Menjadi Gila Karena Tuhan
Mengejar haleluya yang lebih dalam
Oleh Joshua Ryan Butler
Pernahkah Anda terpesona oleh laut? Saya ingat sekali saat saya sedang berselancar, melayang di atas ombaknya yang dahsyat, dan dikejutkan oleh pikiran: Airnya begitu indah dan anggun, namun kekuatannya bisa menghancurkan saya. Sebagian keindahan lautan terletak pada luasnya, membentang luas ke cakrawala, lebih jauh dari apa yang dapat dilihat oleh mata kita.
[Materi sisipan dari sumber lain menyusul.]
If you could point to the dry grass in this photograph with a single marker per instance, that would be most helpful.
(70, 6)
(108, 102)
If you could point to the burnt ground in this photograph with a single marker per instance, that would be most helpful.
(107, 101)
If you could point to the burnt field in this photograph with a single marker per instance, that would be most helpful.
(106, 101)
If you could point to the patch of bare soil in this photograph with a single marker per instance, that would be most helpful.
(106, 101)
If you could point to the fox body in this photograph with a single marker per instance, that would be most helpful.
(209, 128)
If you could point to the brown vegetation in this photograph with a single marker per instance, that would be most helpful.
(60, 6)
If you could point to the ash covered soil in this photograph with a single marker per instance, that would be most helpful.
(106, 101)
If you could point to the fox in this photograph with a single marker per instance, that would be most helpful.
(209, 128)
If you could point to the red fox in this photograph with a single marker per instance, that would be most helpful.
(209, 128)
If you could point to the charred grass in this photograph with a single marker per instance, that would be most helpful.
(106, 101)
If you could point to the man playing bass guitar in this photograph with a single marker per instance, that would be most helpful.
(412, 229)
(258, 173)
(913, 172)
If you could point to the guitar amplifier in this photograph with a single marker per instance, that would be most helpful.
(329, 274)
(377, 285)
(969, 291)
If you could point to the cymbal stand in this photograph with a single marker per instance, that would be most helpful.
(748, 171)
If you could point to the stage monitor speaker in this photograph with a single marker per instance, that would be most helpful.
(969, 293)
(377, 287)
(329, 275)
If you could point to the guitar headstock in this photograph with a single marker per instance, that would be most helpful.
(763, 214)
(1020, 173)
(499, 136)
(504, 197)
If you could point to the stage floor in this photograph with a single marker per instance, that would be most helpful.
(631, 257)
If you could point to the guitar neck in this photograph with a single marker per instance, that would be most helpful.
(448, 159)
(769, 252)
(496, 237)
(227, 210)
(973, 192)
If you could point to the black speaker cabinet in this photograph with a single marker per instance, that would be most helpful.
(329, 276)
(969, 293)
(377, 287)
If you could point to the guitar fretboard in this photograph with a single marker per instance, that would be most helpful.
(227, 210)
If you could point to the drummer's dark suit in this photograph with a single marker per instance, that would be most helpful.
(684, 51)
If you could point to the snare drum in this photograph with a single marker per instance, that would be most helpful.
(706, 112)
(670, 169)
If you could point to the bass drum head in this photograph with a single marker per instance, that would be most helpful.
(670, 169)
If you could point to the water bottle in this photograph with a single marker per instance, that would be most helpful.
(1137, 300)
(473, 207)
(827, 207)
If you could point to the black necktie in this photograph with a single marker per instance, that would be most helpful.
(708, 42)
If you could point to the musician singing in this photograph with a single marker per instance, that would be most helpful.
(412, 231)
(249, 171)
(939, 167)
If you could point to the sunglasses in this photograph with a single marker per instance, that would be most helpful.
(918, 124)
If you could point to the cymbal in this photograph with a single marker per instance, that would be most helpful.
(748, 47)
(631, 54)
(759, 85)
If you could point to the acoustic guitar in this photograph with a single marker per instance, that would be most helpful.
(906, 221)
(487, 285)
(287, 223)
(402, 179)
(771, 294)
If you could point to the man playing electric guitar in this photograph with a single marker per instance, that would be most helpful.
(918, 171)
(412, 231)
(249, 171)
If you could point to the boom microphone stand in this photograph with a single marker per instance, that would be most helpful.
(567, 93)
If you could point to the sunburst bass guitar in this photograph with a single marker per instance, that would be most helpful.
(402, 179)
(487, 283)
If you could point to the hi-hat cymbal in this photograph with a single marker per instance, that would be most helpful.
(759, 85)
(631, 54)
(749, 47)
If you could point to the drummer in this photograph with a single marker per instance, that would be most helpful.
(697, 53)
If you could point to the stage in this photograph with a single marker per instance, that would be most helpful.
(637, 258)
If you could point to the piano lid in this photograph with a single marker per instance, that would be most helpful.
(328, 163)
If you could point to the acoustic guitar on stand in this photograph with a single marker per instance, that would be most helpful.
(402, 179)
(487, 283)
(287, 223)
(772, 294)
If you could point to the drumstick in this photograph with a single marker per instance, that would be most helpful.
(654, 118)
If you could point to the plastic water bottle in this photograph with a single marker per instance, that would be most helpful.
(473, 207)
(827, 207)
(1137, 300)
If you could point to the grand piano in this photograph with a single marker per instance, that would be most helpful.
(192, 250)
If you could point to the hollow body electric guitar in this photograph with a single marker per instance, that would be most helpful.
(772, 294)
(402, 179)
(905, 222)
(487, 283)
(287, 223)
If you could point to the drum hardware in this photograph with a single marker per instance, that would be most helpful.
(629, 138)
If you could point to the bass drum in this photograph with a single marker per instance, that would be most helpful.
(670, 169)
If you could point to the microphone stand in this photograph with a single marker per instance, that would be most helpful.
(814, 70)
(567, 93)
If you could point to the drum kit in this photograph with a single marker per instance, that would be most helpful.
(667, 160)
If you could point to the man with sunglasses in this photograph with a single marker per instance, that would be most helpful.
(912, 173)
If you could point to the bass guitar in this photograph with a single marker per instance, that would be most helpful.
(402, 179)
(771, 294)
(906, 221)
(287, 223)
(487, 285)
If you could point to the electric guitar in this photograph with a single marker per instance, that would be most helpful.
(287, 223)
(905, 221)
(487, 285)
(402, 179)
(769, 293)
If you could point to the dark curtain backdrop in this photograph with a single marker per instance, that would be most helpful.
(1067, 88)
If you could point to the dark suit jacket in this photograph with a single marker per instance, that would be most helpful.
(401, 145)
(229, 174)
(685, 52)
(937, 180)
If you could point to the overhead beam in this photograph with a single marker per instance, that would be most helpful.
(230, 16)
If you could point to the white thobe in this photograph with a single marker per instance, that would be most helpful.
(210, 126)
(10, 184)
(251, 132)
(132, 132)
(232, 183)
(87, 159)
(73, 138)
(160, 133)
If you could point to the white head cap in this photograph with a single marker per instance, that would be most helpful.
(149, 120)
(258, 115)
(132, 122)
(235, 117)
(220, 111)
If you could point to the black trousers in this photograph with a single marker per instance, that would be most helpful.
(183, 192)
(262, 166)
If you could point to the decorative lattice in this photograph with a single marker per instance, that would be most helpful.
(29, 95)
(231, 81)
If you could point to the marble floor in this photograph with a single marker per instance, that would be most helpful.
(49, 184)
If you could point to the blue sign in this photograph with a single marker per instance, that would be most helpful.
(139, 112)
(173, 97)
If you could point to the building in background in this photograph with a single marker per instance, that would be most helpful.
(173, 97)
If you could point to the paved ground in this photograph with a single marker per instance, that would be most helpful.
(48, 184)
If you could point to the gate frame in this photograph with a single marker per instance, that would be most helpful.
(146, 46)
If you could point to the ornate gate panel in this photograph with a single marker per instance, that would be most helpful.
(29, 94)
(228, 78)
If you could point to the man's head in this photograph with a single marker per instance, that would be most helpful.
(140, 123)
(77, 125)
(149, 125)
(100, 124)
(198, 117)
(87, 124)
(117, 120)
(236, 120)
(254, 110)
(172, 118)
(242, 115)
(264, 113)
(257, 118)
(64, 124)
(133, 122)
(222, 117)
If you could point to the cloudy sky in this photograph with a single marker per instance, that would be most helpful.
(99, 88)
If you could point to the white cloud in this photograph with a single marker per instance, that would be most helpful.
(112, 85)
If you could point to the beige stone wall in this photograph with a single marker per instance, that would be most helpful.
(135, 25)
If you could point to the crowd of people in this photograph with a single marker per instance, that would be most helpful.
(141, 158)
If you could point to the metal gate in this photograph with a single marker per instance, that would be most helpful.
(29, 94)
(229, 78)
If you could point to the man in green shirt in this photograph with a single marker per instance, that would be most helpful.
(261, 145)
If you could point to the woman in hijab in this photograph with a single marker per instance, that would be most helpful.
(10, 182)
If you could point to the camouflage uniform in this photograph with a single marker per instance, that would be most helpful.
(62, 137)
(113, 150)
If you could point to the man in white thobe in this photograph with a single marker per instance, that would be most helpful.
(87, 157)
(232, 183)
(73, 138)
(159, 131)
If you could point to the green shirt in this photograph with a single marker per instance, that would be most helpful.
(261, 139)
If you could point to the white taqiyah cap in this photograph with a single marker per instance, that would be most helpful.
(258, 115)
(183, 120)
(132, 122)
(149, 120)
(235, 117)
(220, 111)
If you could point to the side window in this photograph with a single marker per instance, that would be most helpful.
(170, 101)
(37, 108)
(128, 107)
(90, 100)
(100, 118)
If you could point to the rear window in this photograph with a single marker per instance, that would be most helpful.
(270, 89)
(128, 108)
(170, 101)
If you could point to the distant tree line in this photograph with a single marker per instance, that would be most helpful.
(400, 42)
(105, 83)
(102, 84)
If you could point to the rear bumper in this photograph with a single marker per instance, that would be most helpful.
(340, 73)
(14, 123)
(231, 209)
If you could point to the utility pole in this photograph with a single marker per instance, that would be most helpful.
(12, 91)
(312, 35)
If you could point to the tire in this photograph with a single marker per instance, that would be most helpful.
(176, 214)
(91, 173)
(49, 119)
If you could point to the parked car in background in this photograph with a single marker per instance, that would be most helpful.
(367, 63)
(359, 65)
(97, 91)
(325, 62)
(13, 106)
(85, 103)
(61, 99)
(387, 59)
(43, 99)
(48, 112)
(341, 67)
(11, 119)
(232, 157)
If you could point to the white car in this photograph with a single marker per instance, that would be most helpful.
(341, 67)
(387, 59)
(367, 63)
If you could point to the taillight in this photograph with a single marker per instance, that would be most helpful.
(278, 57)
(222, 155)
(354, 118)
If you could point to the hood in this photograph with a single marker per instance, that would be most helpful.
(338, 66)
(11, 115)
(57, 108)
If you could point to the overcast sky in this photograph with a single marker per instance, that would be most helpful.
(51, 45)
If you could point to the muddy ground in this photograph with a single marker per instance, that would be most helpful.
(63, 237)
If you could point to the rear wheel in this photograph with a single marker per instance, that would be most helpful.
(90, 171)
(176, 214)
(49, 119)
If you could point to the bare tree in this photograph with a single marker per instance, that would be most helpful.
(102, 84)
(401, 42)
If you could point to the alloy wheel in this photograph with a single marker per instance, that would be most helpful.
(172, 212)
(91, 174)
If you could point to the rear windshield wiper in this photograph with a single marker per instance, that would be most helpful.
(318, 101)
Namun gambaran ini juga mengungkapkan betapa kecilnya kita bila diperbandingkan — seperti kerikil di dasar Gunung Everest.
“Seperti halnya seorang peselancar di atas ombak, kerapuhan dan kerentanan kita di hadapan kebesaran Allah seharusnya membuat kita semua lebih bersyukur atas karakter-Nya dan atas fakta bahwa Dia mengasihi kita, memelihara kehidupan kita, dan menopang kita dengan keagungan diri-Nya.”
Penyembahan pun serupa. Kekaguman dan rasa syukur muncul ketika kita menyadari betapa kecilnya kita di hadapan keagungan Allah kita. Dalam kitab Wahyu, Allah duduk di atas takhta surgawi, dikelilingi oleh makhluk hidup dan berjuta malaikat. Dua puluh empat penatua mewakili umat Allah (12 untuk suku-suku Israel; 12 untuk para rasul gereja) secara teratur “tersungkur di hadapan Dia yang duduk di atas takhta itu, dan … menyembah Dia” (Wahyu 4:10).
Ini pemandangan yang cukup luar biasa, dan istilah Bahasa Yunani proskuneó — digunakan di sini untuk “menyembah” —merupakan kata kunci, kata yang muncul 24 kali dalam kitab Wahyu dan 60 kali dalam Perjanjian Baru secara keseluruhan. Apa yang bisa diajarkan oleh kata ini, dan pemandangan ini, tentang postur kita terhadap Allah?
Penyembahan dinyatakan secara fisik
Pertama, penyembahan melibatkan tubuh fisik. Di zaman kuno, penyembahan secara harfiah berarti berlutut, bersujud, dan mencium tangan yang Anda di hadapannya Anda bersujud. Ini adalah cara mengenali seseorang secara fisik sebagai otoritas Anda dan menunjukkan rasa hormat. Mazmur 2:11-12 menyatakan, “Ciumlah kaki-Nya supaya Ia jangan murka.” Apa yang disebut di dalam ayat ini bukanlah ciuman romantis di bibir, melainkan, penghormatan kepada seorang raja— terkadang disebut “mencium cincin” sebagai pengakuan atas kedaulatan raja.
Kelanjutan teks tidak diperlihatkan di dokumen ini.